Klienci coraz bardziej stawia na wygodę. Stacjonarnie dużo większą rolę odgrywa czynnik promocji, natomiast on-line istotniejsza jest znajomość marki.
Na zachowania i decyzje konsumentów duży wpływ mają przyzwyczajenia nabyte podczas pandemii i rosnąca inflacja. Zdaniem 57 proc. kupujących obecna sytuacja gospodarcza już wpłynęła negatywnie na ich oszczędności - wynika z badania przeprowadzonego przez Strategy&.
Niezależnie od tego, czy klienci nabywają produkty stacjonarnie czy online, najbardziej istotne są dla nich te same czynniki: cena (73 proc. wskazań), jakość produktu (62 proc.) i znajomość marki (40 proc.). Ta ostatnia jest dla konsumenta ważna zwłaszcza w kontekście zakupów w internecie - co wiąże się z kwestiami zaufania i bezpieczeństwa.

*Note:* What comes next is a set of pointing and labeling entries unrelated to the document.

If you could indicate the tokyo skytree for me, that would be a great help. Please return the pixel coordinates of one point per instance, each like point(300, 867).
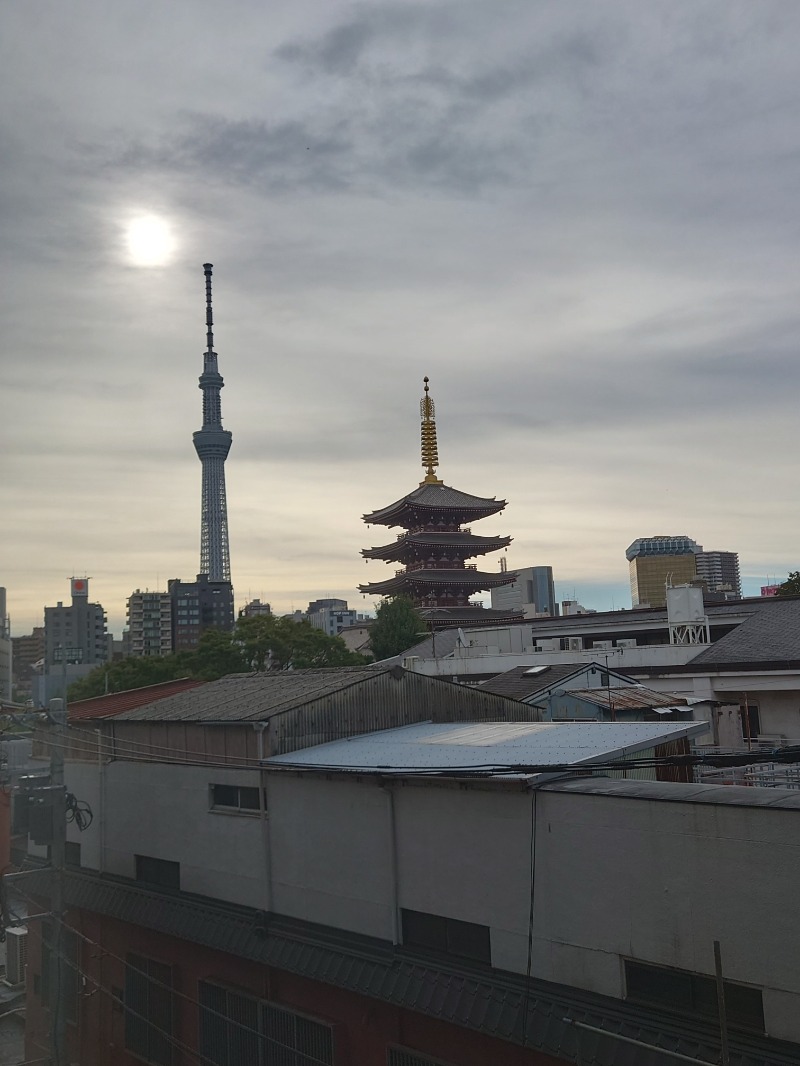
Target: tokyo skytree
point(212, 445)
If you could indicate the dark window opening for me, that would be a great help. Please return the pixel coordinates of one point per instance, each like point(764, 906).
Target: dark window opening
point(160, 872)
point(237, 1029)
point(236, 797)
point(148, 1010)
point(401, 1056)
point(448, 935)
point(68, 970)
point(694, 994)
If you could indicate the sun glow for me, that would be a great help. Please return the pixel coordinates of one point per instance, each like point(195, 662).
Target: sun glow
point(149, 241)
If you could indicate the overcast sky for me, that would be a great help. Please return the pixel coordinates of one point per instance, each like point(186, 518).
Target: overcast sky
point(580, 220)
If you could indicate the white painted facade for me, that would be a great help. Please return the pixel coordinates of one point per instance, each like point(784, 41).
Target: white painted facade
point(616, 876)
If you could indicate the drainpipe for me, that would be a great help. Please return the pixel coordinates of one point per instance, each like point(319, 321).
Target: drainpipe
point(389, 793)
point(260, 728)
point(101, 790)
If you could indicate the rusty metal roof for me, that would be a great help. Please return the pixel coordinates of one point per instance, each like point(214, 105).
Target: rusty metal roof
point(114, 703)
point(632, 697)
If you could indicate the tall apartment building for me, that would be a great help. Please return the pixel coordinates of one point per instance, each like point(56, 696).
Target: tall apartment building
point(149, 624)
point(331, 615)
point(5, 650)
point(76, 633)
point(197, 606)
point(27, 650)
point(531, 592)
point(720, 571)
point(255, 608)
point(76, 641)
point(654, 562)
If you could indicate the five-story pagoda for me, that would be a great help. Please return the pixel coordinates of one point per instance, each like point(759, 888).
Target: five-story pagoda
point(435, 544)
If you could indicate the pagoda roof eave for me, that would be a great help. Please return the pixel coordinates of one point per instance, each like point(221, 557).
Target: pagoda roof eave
point(476, 545)
point(429, 497)
point(473, 580)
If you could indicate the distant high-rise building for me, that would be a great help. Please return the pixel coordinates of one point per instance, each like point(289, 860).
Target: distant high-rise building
point(76, 641)
point(27, 651)
point(720, 571)
point(331, 615)
point(254, 608)
point(5, 650)
point(531, 592)
point(655, 562)
point(149, 624)
point(197, 606)
point(212, 445)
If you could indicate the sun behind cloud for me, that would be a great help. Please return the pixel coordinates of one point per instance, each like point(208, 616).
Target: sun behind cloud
point(149, 241)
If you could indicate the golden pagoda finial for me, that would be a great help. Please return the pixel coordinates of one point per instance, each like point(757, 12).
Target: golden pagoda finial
point(430, 448)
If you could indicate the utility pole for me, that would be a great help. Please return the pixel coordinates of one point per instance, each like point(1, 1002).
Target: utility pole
point(58, 850)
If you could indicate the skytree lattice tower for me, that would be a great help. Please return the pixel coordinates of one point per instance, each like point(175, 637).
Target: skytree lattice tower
point(212, 445)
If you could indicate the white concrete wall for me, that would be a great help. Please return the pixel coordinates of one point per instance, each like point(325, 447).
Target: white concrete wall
point(163, 811)
point(616, 877)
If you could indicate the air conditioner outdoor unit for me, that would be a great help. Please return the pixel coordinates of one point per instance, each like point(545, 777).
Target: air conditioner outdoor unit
point(16, 955)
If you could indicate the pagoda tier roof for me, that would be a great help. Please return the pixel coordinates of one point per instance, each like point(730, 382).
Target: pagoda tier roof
point(474, 614)
point(467, 579)
point(474, 545)
point(434, 498)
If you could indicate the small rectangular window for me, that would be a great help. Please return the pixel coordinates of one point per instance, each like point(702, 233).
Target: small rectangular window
point(160, 872)
point(236, 797)
point(148, 1010)
point(693, 995)
point(448, 935)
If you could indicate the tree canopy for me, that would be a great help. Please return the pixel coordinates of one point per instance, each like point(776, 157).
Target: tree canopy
point(256, 644)
point(790, 585)
point(398, 626)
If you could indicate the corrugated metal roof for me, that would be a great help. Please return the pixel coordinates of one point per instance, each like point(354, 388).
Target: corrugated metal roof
point(477, 745)
point(518, 683)
point(630, 697)
point(114, 703)
point(252, 697)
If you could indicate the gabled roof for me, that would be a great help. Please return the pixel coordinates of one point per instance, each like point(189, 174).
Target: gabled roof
point(524, 681)
point(768, 636)
point(435, 497)
point(253, 697)
point(115, 703)
point(633, 697)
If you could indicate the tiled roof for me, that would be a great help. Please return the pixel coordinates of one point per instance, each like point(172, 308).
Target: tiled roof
point(632, 697)
point(433, 497)
point(253, 697)
point(768, 635)
point(114, 703)
point(520, 682)
point(496, 1002)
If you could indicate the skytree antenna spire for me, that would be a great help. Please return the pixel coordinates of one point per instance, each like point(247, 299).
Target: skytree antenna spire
point(212, 445)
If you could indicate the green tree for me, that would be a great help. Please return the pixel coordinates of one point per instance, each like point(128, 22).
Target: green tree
point(270, 643)
point(398, 626)
point(790, 585)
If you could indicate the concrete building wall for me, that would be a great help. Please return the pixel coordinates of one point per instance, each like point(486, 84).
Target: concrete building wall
point(163, 811)
point(614, 876)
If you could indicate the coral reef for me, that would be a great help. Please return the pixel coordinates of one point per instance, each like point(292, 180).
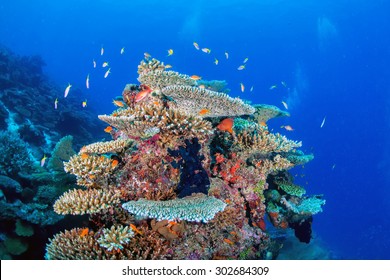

- W ścieżce zakupowej stawia on również na wygodę, łatwość transakcji oraz pozytywne doświadczenie, które uzależnione jest od wybranego kanału. Po dwóch latach silnych wzrostów zakupów on-line, wywołanych m.in. pandemią, konsumenci - zmęczeni izolacją, restrykcjami - poczuli potrzebę interakcji osobistych w sferze relacji zakupowych. Handel tradycyjny zaczął przechodzić odrodzenie. Sklepy stacjonarne powróciły do łask, aczkolwiek oczekiwania względem doświadczeń w nich mocno się zmieniły – mówi Beata Grosicka, Business Development Director z firmy GlobalSM.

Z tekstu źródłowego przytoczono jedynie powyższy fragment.